Now that I know that irritability is an early warning sign of a mixed episode for me, I know not to go out on the town if I’ve been feeling irritable earlier in the day.

Mood charting is also great for understanding how long your episodes last, and how frequently they occur. There are a few people I know who experiencing cycling that they could set a clock by, while others (like me) cycle almost entirely at random. Are you someone who can count on an episode to be two weeks long, for example, or does it fluctuate? Are you stable for a few weeks at a time, or do you go straight from one extreme to the other without stable periods?

Journaling is a great tool for understanding what symptoms are associated with which kinds of episodes as well. I have a hard time re-reading journals, but many people find them very helpful.
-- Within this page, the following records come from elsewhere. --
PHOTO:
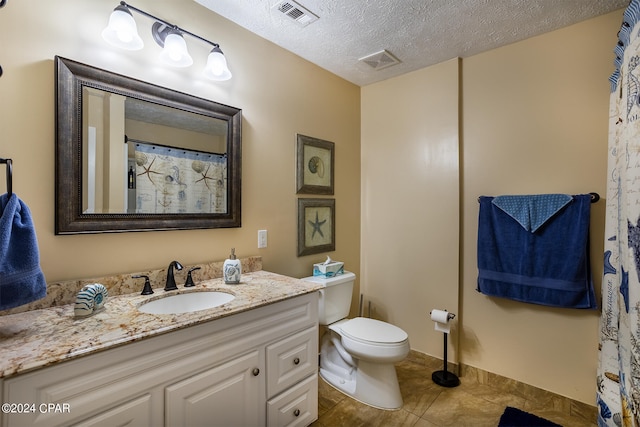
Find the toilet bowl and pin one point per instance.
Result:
(357, 355)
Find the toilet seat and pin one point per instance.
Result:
(371, 331)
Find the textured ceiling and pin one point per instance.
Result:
(418, 33)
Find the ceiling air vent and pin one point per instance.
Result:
(380, 60)
(296, 12)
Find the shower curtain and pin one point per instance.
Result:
(618, 380)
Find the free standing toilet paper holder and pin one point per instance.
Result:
(445, 378)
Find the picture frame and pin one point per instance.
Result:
(316, 226)
(315, 160)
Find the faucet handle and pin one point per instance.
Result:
(147, 285)
(189, 283)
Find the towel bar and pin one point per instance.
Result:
(9, 174)
(595, 197)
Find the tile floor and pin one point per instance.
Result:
(472, 403)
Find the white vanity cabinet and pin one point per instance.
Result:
(254, 368)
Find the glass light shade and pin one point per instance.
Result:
(175, 51)
(216, 68)
(122, 31)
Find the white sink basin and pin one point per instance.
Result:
(186, 303)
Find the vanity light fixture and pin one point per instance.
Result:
(122, 32)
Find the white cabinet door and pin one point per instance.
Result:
(291, 359)
(227, 395)
(136, 412)
(296, 407)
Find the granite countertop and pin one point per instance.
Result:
(38, 338)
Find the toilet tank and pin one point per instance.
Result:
(335, 299)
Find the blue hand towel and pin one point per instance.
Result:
(532, 212)
(549, 266)
(21, 279)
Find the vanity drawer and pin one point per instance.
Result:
(291, 359)
(297, 406)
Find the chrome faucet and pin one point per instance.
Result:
(171, 281)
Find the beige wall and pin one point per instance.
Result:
(280, 95)
(535, 120)
(410, 200)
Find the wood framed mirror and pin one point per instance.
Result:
(134, 156)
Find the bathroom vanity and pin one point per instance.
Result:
(250, 362)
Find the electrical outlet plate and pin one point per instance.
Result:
(262, 239)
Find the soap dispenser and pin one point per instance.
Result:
(231, 269)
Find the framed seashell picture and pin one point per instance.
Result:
(314, 169)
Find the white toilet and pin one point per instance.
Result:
(357, 355)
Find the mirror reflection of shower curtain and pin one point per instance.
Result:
(618, 380)
(174, 180)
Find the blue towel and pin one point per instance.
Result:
(21, 279)
(549, 266)
(532, 212)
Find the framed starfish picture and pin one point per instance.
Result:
(314, 165)
(316, 226)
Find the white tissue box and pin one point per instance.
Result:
(328, 270)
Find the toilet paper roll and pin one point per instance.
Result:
(441, 319)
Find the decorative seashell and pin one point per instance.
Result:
(90, 299)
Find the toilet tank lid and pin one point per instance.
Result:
(330, 281)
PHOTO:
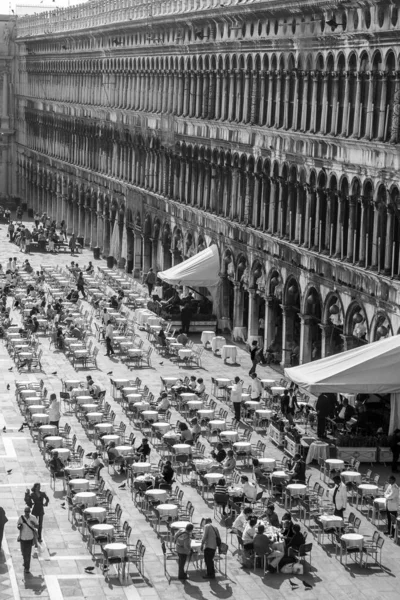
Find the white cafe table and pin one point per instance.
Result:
(141, 467)
(150, 415)
(229, 436)
(47, 430)
(217, 343)
(316, 451)
(184, 353)
(229, 352)
(40, 418)
(206, 337)
(77, 472)
(87, 498)
(156, 494)
(94, 417)
(182, 448)
(54, 440)
(206, 413)
(96, 512)
(242, 447)
(110, 437)
(63, 453)
(80, 484)
(351, 477)
(124, 450)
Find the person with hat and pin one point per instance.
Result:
(27, 526)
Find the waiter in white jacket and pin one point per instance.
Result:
(392, 504)
(339, 496)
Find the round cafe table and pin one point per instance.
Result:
(96, 512)
(156, 494)
(267, 464)
(63, 453)
(77, 472)
(182, 448)
(47, 430)
(141, 467)
(150, 415)
(242, 447)
(87, 498)
(110, 437)
(229, 436)
(79, 485)
(217, 343)
(351, 477)
(40, 418)
(206, 337)
(104, 427)
(229, 352)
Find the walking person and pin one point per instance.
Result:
(236, 397)
(54, 410)
(392, 502)
(3, 521)
(339, 496)
(109, 338)
(37, 501)
(183, 548)
(150, 280)
(27, 525)
(209, 543)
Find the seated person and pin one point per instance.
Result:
(271, 517)
(293, 544)
(56, 465)
(186, 434)
(249, 533)
(163, 402)
(182, 338)
(297, 470)
(143, 451)
(219, 455)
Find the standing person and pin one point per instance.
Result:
(254, 357)
(150, 280)
(109, 338)
(395, 448)
(236, 397)
(186, 317)
(256, 388)
(37, 500)
(339, 496)
(3, 521)
(392, 503)
(183, 548)
(72, 244)
(325, 407)
(27, 526)
(211, 539)
(80, 285)
(54, 410)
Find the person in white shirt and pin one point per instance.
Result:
(236, 397)
(392, 504)
(256, 387)
(339, 496)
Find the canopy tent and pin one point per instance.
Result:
(370, 369)
(200, 270)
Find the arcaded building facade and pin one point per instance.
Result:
(272, 130)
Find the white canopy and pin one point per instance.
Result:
(200, 270)
(373, 368)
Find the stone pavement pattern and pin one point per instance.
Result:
(59, 573)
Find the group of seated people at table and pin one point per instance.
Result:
(264, 536)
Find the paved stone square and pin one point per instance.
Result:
(59, 573)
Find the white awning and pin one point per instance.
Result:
(370, 369)
(200, 270)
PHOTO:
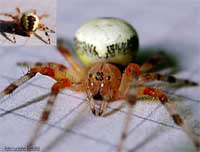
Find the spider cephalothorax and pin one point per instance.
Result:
(28, 23)
(103, 81)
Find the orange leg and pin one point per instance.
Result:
(171, 110)
(53, 70)
(130, 74)
(63, 83)
(167, 78)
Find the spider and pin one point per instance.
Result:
(27, 23)
(103, 82)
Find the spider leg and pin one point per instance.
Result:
(63, 83)
(168, 78)
(39, 37)
(53, 70)
(132, 100)
(172, 111)
(13, 35)
(129, 76)
(67, 55)
(131, 72)
(19, 13)
(8, 15)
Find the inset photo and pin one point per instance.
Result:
(27, 23)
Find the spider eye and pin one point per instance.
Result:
(90, 75)
(108, 77)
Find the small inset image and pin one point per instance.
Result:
(31, 22)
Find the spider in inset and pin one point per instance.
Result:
(26, 24)
(103, 82)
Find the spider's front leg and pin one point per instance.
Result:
(171, 110)
(129, 76)
(61, 84)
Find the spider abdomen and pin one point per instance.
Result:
(29, 22)
(106, 39)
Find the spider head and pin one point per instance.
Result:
(29, 22)
(103, 81)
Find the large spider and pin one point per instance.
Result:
(26, 24)
(104, 83)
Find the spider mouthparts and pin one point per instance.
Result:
(98, 96)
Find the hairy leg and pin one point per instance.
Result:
(63, 83)
(171, 110)
(51, 69)
(145, 77)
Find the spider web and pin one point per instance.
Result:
(42, 7)
(72, 127)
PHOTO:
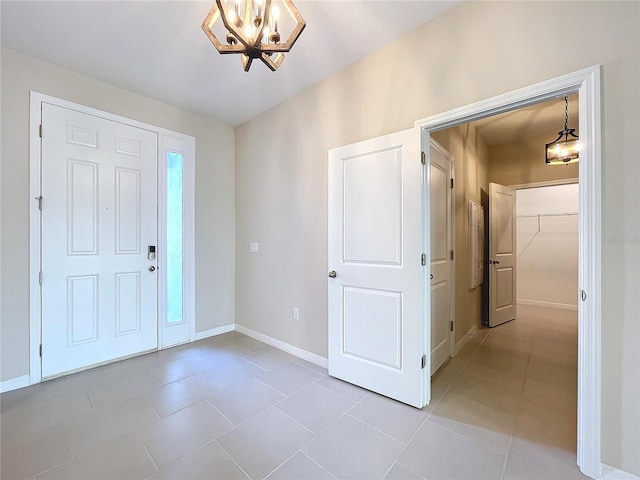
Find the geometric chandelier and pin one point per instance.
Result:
(252, 29)
(564, 152)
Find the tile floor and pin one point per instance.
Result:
(231, 407)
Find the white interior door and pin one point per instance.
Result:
(441, 286)
(502, 254)
(376, 301)
(99, 215)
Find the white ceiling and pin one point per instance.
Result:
(544, 119)
(157, 48)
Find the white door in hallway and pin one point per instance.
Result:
(441, 288)
(502, 254)
(99, 217)
(377, 281)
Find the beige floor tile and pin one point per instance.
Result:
(183, 393)
(98, 428)
(208, 462)
(393, 418)
(399, 472)
(561, 377)
(123, 459)
(263, 443)
(447, 373)
(311, 366)
(29, 456)
(505, 355)
(300, 467)
(244, 400)
(352, 449)
(183, 432)
(180, 368)
(437, 453)
(251, 344)
(315, 407)
(132, 365)
(212, 353)
(477, 422)
(504, 375)
(173, 353)
(485, 391)
(533, 461)
(269, 358)
(289, 378)
(556, 345)
(352, 392)
(559, 359)
(15, 399)
(26, 419)
(550, 396)
(228, 372)
(119, 389)
(546, 426)
(71, 383)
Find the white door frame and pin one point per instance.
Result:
(587, 83)
(35, 230)
(452, 239)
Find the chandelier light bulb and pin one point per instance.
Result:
(252, 29)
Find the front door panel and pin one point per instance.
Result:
(99, 188)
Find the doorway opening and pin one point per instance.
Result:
(587, 84)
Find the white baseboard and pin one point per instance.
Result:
(15, 383)
(540, 303)
(612, 473)
(213, 332)
(285, 347)
(463, 341)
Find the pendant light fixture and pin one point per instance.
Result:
(564, 151)
(253, 28)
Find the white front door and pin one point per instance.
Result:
(99, 217)
(376, 290)
(441, 287)
(502, 254)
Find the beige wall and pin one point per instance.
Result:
(522, 162)
(470, 156)
(215, 244)
(475, 51)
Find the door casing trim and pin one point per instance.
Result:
(35, 229)
(587, 83)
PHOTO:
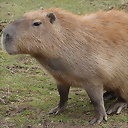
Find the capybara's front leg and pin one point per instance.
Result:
(117, 106)
(63, 92)
(109, 95)
(95, 94)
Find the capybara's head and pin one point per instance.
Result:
(30, 33)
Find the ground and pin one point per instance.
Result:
(28, 92)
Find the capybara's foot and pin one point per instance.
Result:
(57, 110)
(109, 96)
(117, 106)
(99, 119)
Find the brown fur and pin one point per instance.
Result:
(89, 50)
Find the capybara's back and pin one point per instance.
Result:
(89, 51)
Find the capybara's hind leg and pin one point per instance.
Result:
(96, 96)
(117, 106)
(109, 95)
(63, 92)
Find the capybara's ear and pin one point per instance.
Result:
(51, 17)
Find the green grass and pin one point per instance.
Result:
(28, 92)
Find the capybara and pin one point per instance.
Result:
(87, 51)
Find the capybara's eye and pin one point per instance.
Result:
(36, 24)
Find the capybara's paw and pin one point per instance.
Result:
(56, 110)
(116, 107)
(98, 119)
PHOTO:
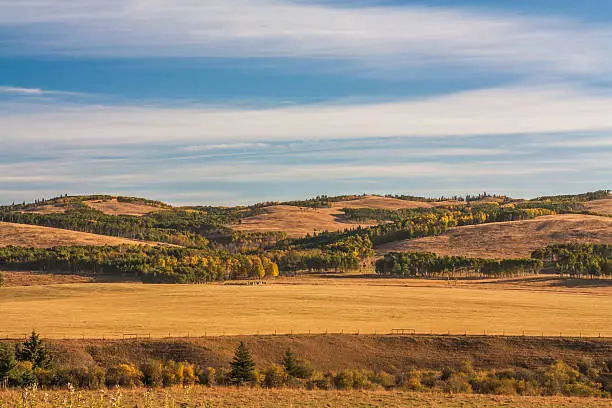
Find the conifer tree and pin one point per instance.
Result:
(243, 366)
(34, 351)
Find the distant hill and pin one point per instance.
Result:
(514, 239)
(45, 237)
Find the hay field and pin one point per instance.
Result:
(276, 398)
(515, 239)
(115, 207)
(603, 206)
(45, 237)
(100, 309)
(299, 221)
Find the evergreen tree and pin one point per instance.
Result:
(289, 362)
(34, 351)
(7, 362)
(295, 367)
(243, 366)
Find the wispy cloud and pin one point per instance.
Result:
(385, 36)
(18, 91)
(496, 111)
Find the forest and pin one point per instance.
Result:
(150, 264)
(206, 230)
(31, 363)
(428, 265)
(577, 260)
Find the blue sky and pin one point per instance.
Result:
(237, 101)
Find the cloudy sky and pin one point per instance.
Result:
(238, 101)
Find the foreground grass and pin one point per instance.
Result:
(263, 398)
(111, 310)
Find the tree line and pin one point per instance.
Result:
(429, 265)
(31, 364)
(150, 264)
(577, 260)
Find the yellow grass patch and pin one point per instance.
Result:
(96, 310)
(45, 237)
(516, 239)
(297, 221)
(115, 207)
(603, 206)
(272, 398)
(389, 203)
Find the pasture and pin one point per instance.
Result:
(513, 239)
(344, 305)
(269, 398)
(45, 237)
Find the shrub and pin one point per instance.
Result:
(124, 375)
(343, 380)
(207, 376)
(274, 377)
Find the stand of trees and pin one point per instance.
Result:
(429, 265)
(559, 378)
(151, 264)
(577, 260)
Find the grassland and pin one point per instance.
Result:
(334, 352)
(115, 207)
(96, 310)
(274, 398)
(603, 206)
(45, 237)
(515, 239)
(299, 221)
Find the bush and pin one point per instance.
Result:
(207, 376)
(124, 375)
(343, 380)
(274, 377)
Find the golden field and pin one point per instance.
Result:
(513, 239)
(347, 305)
(45, 237)
(276, 398)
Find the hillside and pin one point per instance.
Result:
(603, 206)
(390, 203)
(299, 221)
(45, 237)
(296, 221)
(116, 207)
(516, 239)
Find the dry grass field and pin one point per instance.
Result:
(45, 237)
(603, 206)
(100, 309)
(28, 278)
(515, 239)
(276, 398)
(389, 203)
(115, 207)
(299, 221)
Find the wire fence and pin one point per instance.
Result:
(394, 332)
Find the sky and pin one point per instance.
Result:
(224, 102)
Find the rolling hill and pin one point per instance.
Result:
(45, 237)
(299, 221)
(514, 239)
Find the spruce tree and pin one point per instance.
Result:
(34, 350)
(243, 366)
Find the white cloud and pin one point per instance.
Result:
(496, 111)
(391, 37)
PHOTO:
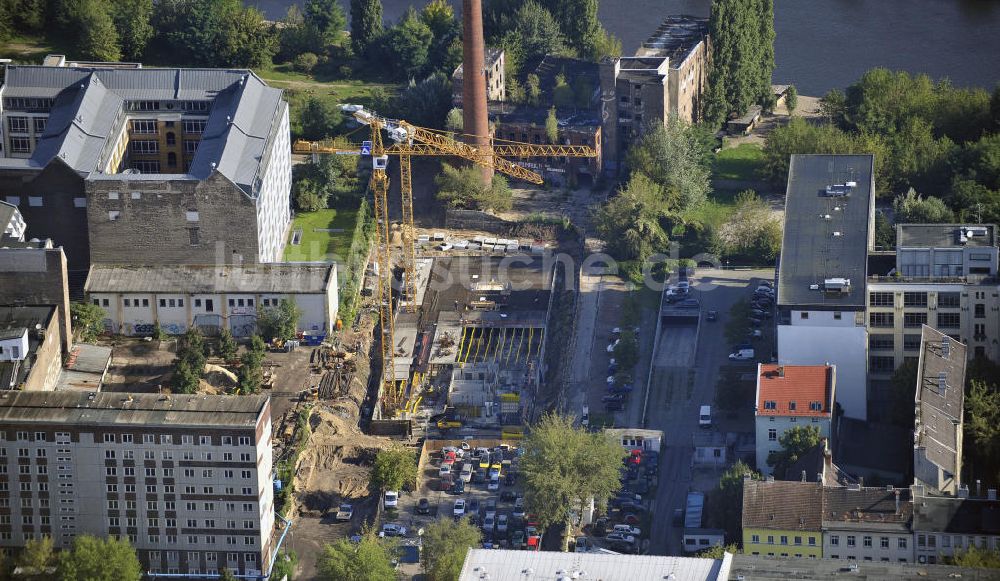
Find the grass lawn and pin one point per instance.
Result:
(738, 163)
(321, 245)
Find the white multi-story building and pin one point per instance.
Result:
(789, 396)
(186, 478)
(212, 297)
(822, 273)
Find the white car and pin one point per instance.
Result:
(392, 530)
(626, 530)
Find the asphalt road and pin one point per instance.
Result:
(681, 382)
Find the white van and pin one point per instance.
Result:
(705, 416)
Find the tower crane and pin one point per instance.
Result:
(410, 140)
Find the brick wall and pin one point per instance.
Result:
(155, 227)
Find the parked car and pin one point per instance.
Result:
(393, 530)
(345, 512)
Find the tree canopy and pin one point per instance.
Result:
(565, 466)
(371, 559)
(445, 545)
(94, 559)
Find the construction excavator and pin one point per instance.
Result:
(408, 140)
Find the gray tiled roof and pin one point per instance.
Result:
(88, 103)
(183, 279)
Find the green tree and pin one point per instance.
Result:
(673, 156)
(228, 347)
(38, 555)
(791, 99)
(794, 443)
(395, 469)
(409, 44)
(369, 560)
(629, 223)
(328, 18)
(319, 119)
(455, 121)
(552, 126)
(366, 24)
(564, 467)
(742, 33)
(88, 320)
(98, 38)
(977, 558)
(94, 559)
(132, 19)
(309, 195)
(463, 188)
(902, 392)
(445, 545)
(912, 208)
(280, 322)
(752, 232)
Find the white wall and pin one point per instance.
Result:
(843, 346)
(781, 424)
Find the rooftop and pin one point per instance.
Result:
(940, 397)
(675, 38)
(283, 278)
(139, 410)
(949, 514)
(795, 390)
(945, 235)
(828, 226)
(90, 104)
(777, 504)
(503, 565)
(853, 505)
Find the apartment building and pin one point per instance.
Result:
(186, 478)
(667, 76)
(782, 519)
(944, 276)
(939, 403)
(147, 166)
(211, 298)
(822, 271)
(867, 524)
(789, 396)
(943, 525)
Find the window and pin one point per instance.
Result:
(879, 299)
(17, 124)
(20, 145)
(949, 300)
(914, 299)
(882, 363)
(147, 126)
(145, 147)
(881, 320)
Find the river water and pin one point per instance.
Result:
(823, 44)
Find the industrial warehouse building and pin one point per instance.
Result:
(211, 297)
(186, 478)
(147, 166)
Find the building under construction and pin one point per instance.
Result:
(477, 338)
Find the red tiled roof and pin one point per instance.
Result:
(802, 384)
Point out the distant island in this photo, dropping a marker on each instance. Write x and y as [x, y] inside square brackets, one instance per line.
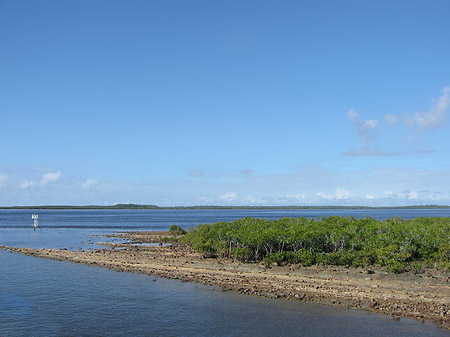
[137, 206]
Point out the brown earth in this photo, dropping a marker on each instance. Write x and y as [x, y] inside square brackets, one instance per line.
[423, 296]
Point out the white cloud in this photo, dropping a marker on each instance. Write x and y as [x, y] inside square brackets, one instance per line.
[196, 173]
[246, 171]
[370, 123]
[339, 194]
[353, 115]
[51, 177]
[3, 178]
[342, 194]
[298, 196]
[390, 119]
[435, 117]
[324, 195]
[25, 184]
[228, 196]
[412, 195]
[365, 131]
[89, 183]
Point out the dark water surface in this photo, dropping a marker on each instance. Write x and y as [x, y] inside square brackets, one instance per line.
[41, 297]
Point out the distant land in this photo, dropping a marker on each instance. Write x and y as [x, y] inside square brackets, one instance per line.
[136, 206]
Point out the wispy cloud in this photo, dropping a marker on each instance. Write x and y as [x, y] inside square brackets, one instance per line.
[390, 119]
[367, 135]
[246, 171]
[434, 118]
[228, 197]
[196, 173]
[51, 177]
[3, 179]
[89, 183]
It may well be that you don’t know what your symptoms are. Or, you know you feel something but you can’t quite put your finger on it. This is an arena where I really like to journal, because you can describe your symptoms however you like. I like to give mine names (if I don’t know the real name) and I also give the types of episodes I experience names as well, depending on how they make me feel. It might sound curious, but check out any posts involving “crazy girlfriend” for an example.

For a very simple exercise, I like to wake up and try to distinguish how I feel right off the bat. Am I leaping out of bed? Am I begging to go back to sleep? Is this normal for me? How do I feel? It wasn’t until a month or two of doing this that I recognized that my moods in the morning are significantly different than the moods I have in the evening.

As I said before, this isn’t something that one can really learn over night, but practice makes perfect …improvement. Setting up a map with signs for yourself to see what is coming can be very helpful, and can definitely give you an edge when dealing with bipolar episodes.

To me, the best part about learning about my symptoms and episodes is that it has helped me distinguish the emotions I am having as unjustified when I’m experiencing them in an episode. The emotional part of bipolar disorder is what has yanked me around the most, and not knowing when I could trust my emotions and when I couldn’t was extremely frustrating and detrimental. If I can identify a mixed episode before I start being ultra rude to those around me, I’d classify that as a win!